京一郎は、俺の迷いを断ち切る笑顔を浮かべて、大きくうなずいてくれる。
飛びだしていくつもりで、俺は自習室のドアのほうへ振り向いた。
すると、京一郎が察したように制服のポケットへ手を入れ、バイクのキーを取りだすと、そのまま俺のほうへ投げてよこす。
「絶対こっちのほうが早い」
俺は、京一郎へ片手をあげてキーを受け取った。
「場所は」
「知っている」
続けて場所を告げようとした京一郎の言葉をさえぎり、俺は駆けだした。
知っている。
ほーりゅうの現在いる場所を。
この三日間のほーりゅうの行動も、すべて知っている。
結局無視しきれなかった俺は、せめて彼女が目覚めてから行ってしまうまで、ただ黙って見守り続ける気でいたからだ。
いまも、俺のその『眼』が、ほーりゅうが奴らと待ち合わせて合流した瞬間をとらえている。
だが、自習室のドアへ手を触れようとした瞬間、外に人の気配を感じて、俺の動きが止まった。
見ている前で、すっとドアが横滑りに開けられる。
ドアの向こうに立っていた、短髪で黒い革ジャケット姿の男と、俺は目が合った。
「――ああ。きみ、急ぐんだろう? どうぞ」
そう告げると身体をずらし、男は笑みを浮かべて俺のために通り道をあける。
その顔は見たことはあるが、反射的に思いだせなかった。
直接会ったことがなく、資料や写真だけで確認した人物だということだろうか。
口もとは笑っているが、隙のない眼光。
柔らかな物腰だが、無駄のない動き。
やや京一郎の家に出入りする若い連中に似ているが、明らかに只者ではないうえに、まとう空気が堅気寄りだ。

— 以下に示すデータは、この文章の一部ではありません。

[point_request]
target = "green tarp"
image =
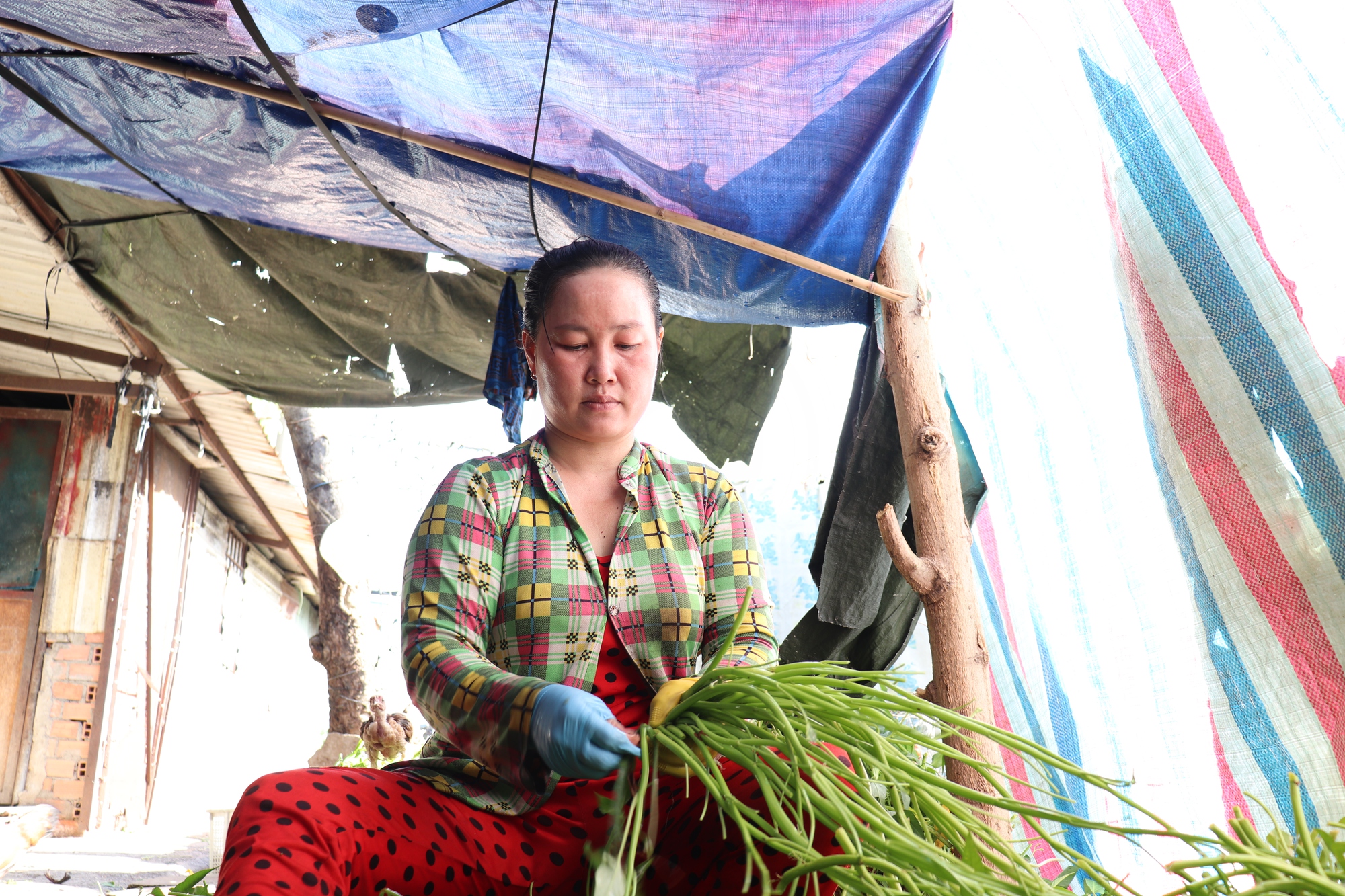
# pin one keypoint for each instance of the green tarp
(305, 321)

警戒しながらも、俺に対して殺気を感じさせなかった男の脇を、無言ですり抜ける。
そのまま俺は、走りだした。
「今日子に呼びだされたんだ。京、久しぶりに俺のケツに乗っていくか?」
廊下を駈ける俺の後ろで聞こえた男の言葉に、俺はようやく思いだした。
この男は、京一郎のまとめている族の先代リーダー、泉だ。